Step 2: Optimize Your Model
In this guide, we will show you an example using the Flux Schnell model that is mostly based on this tutorial.
Load Your Model
Start by loading your model using FluxPipeline
. This will serve as the baseline model before optimization.
from diffusers import FluxPipeline
import torch
# Load the model
self.pipe = FluxPipeline.from_pretrained(
"black-forest-labs/FLUX.1-schnell",
torch_dtype=torch.bfloat16,
token="your_hugging_face_token"
).to("cuda")
Configure Pruna for Optimization
Define a SmashConfig
object that specifies how the model should be optimized. pruna allows you to customize parameters like caching and compilation.
from pruna_pro import SmashConfig, smash
# Configure Pruna Smash
smash_config = SmashConfig()
smash_config['cacher'] = 'periodic'
smash_config['periodic_cache_interval'] = 2
smash_config['periodic_start_step'] = 2
Optimize the Model
Pass your model and configuration to Pruna’s smash()
function, which applies the optimizations.
# Optimize the model
self.pipe = smash(
model=self.pipe,
token='<your_pruna_token>', # replace <your-token> with your actual token or set to None if you do not have one yet
smash_config=smash_config,
)
Use the Optimized Model
After optimization, the model is ready for prediction.

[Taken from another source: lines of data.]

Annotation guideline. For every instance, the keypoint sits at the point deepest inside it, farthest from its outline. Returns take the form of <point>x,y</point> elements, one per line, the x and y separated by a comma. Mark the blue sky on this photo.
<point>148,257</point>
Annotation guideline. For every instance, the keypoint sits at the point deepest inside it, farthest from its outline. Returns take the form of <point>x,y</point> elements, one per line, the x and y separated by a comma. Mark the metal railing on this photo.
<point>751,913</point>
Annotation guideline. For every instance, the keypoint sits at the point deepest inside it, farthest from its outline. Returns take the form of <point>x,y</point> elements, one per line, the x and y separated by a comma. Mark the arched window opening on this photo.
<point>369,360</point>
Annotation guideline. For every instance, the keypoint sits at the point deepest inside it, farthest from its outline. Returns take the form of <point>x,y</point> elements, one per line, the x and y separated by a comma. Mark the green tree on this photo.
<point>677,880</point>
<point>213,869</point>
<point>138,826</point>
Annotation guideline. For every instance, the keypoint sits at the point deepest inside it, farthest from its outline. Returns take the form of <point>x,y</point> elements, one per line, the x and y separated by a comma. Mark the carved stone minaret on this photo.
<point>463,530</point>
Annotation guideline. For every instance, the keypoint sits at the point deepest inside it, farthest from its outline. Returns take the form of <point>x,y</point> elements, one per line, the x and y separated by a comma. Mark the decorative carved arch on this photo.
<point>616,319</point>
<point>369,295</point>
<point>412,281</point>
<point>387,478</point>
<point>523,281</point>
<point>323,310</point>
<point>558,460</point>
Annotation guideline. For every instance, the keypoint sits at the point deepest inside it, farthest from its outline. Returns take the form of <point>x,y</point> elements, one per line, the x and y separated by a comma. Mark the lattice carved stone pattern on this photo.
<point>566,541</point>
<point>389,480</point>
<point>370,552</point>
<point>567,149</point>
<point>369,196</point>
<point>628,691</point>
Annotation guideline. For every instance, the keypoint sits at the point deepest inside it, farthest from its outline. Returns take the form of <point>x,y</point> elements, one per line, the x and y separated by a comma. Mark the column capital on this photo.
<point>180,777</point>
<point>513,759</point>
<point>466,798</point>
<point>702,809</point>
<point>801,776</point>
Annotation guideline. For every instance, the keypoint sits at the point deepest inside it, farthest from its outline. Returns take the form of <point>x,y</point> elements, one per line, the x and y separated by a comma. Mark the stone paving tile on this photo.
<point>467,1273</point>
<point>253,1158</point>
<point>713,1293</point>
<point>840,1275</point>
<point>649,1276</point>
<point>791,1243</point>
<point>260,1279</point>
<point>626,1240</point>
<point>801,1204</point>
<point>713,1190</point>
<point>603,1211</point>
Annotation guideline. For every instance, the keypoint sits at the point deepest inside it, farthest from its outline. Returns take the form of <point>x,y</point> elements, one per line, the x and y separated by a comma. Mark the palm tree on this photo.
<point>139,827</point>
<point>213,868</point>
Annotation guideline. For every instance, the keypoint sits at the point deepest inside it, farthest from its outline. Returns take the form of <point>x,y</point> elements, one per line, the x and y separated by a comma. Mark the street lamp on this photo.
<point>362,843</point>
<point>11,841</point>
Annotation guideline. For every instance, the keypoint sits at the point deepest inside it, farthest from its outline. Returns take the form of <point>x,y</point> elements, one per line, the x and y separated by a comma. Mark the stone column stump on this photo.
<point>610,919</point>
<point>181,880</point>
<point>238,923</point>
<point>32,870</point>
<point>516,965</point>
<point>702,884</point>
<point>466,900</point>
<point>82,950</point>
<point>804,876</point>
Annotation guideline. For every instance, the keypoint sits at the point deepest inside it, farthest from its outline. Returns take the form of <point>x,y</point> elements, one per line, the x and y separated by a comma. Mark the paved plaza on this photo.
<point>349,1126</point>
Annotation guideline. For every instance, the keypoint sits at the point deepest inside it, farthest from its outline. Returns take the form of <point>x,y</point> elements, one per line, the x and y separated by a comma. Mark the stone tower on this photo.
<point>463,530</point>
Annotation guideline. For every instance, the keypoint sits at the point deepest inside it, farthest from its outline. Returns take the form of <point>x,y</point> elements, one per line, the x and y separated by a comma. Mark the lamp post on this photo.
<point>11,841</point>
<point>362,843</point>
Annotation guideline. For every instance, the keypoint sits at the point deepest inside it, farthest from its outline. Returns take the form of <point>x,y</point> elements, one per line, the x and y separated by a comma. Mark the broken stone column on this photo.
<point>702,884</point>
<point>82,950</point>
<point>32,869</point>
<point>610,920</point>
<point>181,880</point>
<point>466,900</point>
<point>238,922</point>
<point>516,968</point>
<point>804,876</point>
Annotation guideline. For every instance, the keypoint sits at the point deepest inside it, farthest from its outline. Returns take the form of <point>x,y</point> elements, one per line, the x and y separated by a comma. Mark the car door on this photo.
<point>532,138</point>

For example, you can adjust caching parameters dynamically before generating outputs.
# Generate output
image = self.pipe(
prompt="Your prompt here",
num_inference_steps=4,
).images[0]
Full Code Example
Below is the complete implementation combining all the steps above into a single Predictor class:
import tempfile
import torch
from cog import BasePredictor, Input, Path
from diffusers import FluxPipeline
from pruna_pro import SmashConfig, smash
class Predictor(BasePredictor):
def setup(self) -> None:
"""Load and optimize the model"""
# Load the model
self.pipe = FluxPipeline.from_pretrained(
"black-forest-labs/FLUX.1-schnell",
torch_dtype=torch.bfloat16,
token="your_hugging_face_token"
).to("cuda")
# Configure Pruna
smash_config = SmashConfig()
smash_config['cacher'] = 'periodic'
smash_config['periodic_cache_interval'] = 2
smash_config['periodic_start_step'] = 2
# Optimize the model
self.pipe = smash(
model=self.pipe,
token="your_pruna_token",
smash_config=smash_config,
)
def predict(
self,
prompt: str = Input(description="Prompt"),
num_inference_steps: int = Input(
description="Number of inference steps", default=4
),
guidance_scale: float = Input(
description="Guidance scale", default=7.5
),
seed: int = Input(description="Seed", default=42),
image_height: int = Input(description="Image height", default=1024),
image_width: int = Input(description="Image width", default=1024),
cache_interval: int = Input(description="Cache interval", default=3),
start_step: int = Input(description="Start step", default=1),
) -> Path:
"""Run a prediction"""
image = self.pipe(
prompt,
height=image_height,
width=image_width,
guidance_scale=guidance_scale,
num_inference_steps=num_inference_steps,
generator=torch.Generator("cpu").manual_seed(seed)
).images[0]
output_dir = Path(tempfile.mkdtemp())
image_path = output_dir / "output.png"
image.save(image_path)
return image_path
Deploying the Optimized Model on Replicate
Step 1: Setup GitHub Workflow
To streamline the deployment, you can use GitHub Actions to automate pushing models to Replicate. Here’s an example workflow file (push_flux_schnell.yaml
):
name: Push Flux Schnell to Replicate
on:
workflow_dispatch:
inputs:
model_name:
default: "prunaai/flux-schnell"
jobs:
push_to_replicate:
name: Push to Replicate
runs-on: ubuntu-latest
steps:
- name: Free disk space
uses: jlumbroso/[email protected]
- name: Checkout
uses: actions/checkout@v4
- name: Setup Cog
uses: replicate/setup-cog@v2
with:
token: ${{ secrets.REPLICATE_API_TOKEN }}
- name: Push to Replicate
run: |
cog push
This workflow automates the deployment of your optimized model, saving time and effort.
Step 2: Push the Optimized Model
Once your workflow is set up, you can simply run the Github Action to deploy your model to Replicate.
Ending notes
Congratulations, you deployed your optimized model to Replicate!
When you combine Pruna’s optimization superpowers with Replicate’s seamless deployment platform, you get the best of both worlds—performance, cost savings, and scalability all in one!